L’interpretazione giurisprudenziale della legge finora non si è orientata a definirla come una tagliola a partire dal terzo mandato, ma come un obbligo a inserire il limite nelle leggi elettorali regionali. Formigoni si è ricandidato e ha rivinto per due volte. Ma è anche vero che nulla vieta di ricorrere contro la suddetta interpretazione, e di vedersi riconosciuta ragione. Soprattutto ricorrendo contro i potenziali terzomandatisti di Regioni che hanno modificato la legge elettorale dopo il 2004 ma che non hanno inserito lo stop.

Nel 2012 Zaia a metà del suo primo mandato riformò la legge veneta inserendo il limite dei due mandati, con la postilla che tutto sarebbe entrato in vigore a partire dalla consiliatura successiva. Dunque nel 2015 si è ricandidato, ma a termini di legge il suo secondo mandato è stato il primo, nel 2020 il suo terzo, sempre a termine di legge, è stato il secondo.

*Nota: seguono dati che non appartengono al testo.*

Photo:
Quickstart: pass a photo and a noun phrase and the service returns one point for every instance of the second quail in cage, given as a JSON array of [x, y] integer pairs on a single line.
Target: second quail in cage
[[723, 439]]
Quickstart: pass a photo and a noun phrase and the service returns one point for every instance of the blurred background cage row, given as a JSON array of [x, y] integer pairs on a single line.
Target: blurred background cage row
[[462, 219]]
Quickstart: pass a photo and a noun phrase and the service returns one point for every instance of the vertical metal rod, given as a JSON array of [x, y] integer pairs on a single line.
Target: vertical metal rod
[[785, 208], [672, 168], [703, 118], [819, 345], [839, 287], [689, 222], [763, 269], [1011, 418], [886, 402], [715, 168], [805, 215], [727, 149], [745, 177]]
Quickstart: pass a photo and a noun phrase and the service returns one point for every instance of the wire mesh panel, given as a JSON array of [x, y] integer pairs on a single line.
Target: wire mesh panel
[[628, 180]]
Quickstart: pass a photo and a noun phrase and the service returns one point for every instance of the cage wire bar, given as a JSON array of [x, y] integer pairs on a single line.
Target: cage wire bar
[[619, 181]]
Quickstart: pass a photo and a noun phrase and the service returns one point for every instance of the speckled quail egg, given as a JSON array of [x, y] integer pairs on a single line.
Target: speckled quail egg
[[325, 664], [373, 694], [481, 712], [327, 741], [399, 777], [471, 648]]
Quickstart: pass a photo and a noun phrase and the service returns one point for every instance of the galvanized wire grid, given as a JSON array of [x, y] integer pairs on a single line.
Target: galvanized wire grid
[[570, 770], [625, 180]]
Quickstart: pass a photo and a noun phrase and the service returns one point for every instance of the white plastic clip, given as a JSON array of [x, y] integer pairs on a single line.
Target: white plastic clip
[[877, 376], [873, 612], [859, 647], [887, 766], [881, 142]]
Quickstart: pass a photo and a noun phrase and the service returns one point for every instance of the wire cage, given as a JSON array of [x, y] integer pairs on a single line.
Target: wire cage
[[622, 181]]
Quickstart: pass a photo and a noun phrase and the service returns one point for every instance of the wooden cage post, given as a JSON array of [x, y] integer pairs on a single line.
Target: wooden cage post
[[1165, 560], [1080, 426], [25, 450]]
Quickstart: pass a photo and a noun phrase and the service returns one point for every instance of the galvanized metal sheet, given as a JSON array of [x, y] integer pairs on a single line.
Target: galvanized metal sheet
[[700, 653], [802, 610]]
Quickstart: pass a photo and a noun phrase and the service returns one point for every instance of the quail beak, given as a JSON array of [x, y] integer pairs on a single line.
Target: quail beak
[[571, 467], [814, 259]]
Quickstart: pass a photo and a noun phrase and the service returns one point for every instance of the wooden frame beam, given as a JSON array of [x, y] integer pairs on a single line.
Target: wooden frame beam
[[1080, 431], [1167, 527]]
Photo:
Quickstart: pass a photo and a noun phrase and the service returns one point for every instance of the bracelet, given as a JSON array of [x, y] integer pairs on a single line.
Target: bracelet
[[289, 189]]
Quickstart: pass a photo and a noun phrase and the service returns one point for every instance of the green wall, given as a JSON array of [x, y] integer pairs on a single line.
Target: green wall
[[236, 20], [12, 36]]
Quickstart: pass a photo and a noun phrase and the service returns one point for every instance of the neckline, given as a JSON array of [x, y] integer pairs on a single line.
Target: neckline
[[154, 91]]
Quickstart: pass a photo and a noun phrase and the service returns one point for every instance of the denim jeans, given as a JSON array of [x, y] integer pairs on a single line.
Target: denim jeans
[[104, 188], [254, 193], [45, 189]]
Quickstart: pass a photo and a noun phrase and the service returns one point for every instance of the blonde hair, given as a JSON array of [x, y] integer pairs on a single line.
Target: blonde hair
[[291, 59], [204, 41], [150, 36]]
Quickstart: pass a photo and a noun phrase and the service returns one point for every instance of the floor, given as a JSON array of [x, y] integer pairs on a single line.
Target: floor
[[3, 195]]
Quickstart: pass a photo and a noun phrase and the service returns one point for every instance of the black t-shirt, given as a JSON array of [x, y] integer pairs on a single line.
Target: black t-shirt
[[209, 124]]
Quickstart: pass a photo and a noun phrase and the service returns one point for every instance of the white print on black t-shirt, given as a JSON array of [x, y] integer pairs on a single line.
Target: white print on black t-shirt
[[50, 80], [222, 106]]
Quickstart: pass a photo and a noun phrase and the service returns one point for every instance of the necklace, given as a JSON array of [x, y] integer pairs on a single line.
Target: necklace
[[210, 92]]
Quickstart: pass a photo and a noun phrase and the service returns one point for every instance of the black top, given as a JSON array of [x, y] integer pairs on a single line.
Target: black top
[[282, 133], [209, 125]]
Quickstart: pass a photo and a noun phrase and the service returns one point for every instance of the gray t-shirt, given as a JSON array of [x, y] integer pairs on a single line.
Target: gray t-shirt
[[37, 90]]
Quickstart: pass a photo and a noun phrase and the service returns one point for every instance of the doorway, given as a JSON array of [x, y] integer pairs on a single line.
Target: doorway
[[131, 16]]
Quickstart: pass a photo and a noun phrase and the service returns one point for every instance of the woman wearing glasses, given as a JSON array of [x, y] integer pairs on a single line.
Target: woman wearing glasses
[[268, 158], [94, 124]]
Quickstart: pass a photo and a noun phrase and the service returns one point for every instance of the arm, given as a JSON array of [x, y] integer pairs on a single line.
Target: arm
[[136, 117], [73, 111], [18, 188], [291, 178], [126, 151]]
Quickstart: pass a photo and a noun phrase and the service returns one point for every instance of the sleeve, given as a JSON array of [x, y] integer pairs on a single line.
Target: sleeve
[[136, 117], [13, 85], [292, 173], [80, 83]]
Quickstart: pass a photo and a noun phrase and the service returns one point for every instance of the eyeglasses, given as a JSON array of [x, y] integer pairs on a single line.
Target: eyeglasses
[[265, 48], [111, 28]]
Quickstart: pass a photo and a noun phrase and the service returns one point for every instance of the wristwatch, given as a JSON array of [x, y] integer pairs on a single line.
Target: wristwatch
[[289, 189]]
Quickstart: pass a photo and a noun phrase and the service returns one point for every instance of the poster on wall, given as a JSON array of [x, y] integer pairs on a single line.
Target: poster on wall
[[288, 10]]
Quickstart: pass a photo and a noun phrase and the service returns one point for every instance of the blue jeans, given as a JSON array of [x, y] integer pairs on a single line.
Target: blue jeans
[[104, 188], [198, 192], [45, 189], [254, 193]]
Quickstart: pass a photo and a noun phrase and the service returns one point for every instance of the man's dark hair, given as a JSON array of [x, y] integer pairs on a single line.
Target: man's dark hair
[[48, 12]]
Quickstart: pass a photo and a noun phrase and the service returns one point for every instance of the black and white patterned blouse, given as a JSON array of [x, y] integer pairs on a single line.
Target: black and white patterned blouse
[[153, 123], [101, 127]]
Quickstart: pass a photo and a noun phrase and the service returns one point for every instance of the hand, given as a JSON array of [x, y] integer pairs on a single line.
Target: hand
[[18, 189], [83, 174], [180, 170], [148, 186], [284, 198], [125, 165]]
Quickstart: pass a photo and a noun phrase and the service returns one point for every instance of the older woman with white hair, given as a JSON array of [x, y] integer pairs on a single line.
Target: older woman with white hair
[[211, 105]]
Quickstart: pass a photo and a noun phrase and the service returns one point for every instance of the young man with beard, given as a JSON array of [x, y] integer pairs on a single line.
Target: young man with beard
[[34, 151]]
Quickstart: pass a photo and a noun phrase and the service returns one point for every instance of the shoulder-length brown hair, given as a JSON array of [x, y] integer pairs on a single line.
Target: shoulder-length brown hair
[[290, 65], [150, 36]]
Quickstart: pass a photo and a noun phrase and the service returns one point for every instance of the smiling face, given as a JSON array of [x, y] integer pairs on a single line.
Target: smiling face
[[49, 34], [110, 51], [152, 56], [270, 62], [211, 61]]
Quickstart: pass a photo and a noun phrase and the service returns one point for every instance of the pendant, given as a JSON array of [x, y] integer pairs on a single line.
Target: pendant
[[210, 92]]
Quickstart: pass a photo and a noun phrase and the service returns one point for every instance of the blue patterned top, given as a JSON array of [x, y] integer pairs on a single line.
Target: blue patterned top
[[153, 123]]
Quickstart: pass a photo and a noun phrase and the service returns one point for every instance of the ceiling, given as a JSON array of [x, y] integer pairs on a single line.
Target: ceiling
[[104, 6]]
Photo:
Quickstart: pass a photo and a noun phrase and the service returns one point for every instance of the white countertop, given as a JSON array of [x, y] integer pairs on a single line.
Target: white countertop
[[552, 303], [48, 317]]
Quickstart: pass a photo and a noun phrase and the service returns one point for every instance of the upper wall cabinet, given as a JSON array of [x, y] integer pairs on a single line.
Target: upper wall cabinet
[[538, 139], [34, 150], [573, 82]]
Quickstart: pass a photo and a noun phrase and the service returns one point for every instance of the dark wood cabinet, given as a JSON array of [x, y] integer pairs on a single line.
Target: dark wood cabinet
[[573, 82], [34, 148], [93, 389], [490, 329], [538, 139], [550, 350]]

Adesso però tutto sbatte contro la ragion politica del momento, visto che nulla vieterebbe al centrodestra di modificare la legge, ma mettere fuori gioco Zaia permette al Veneto di tornare contendibile per Fratelli d’Italia, che punta a mettere le mani su una grande Regione del nord a certificare il cambio di peso elettorale degli ultimi anni, ma con Zaia in campo, presidente uscente forte del 44% di consensi alla sua lista personale, la strada sarebbe segnata.

Giorgia Meloni ha detto no a un ritocco della legge nazionale e si è pure messa di traverso alla legge di De Luca, non sia mai che si crei un precedente di un qualunque tipo che riapra la strada a Zaia, che ha impugnato formalmente la sua riforma. “Ne parleremo in consiglio federale”, ha fatto sapere il capogruppo della Lega alla Camera, Riccardo Molinari. Segno che la partita è tutt’altro che chiusa, con Zaia che dice: ‘se siete contro di me io mi faccio una mia lista e vi mando a sbattere’. Da considerare che nel 2028 lo stesso identico problema si porrà anche per Friuli Venezia Giulia e Lombardia.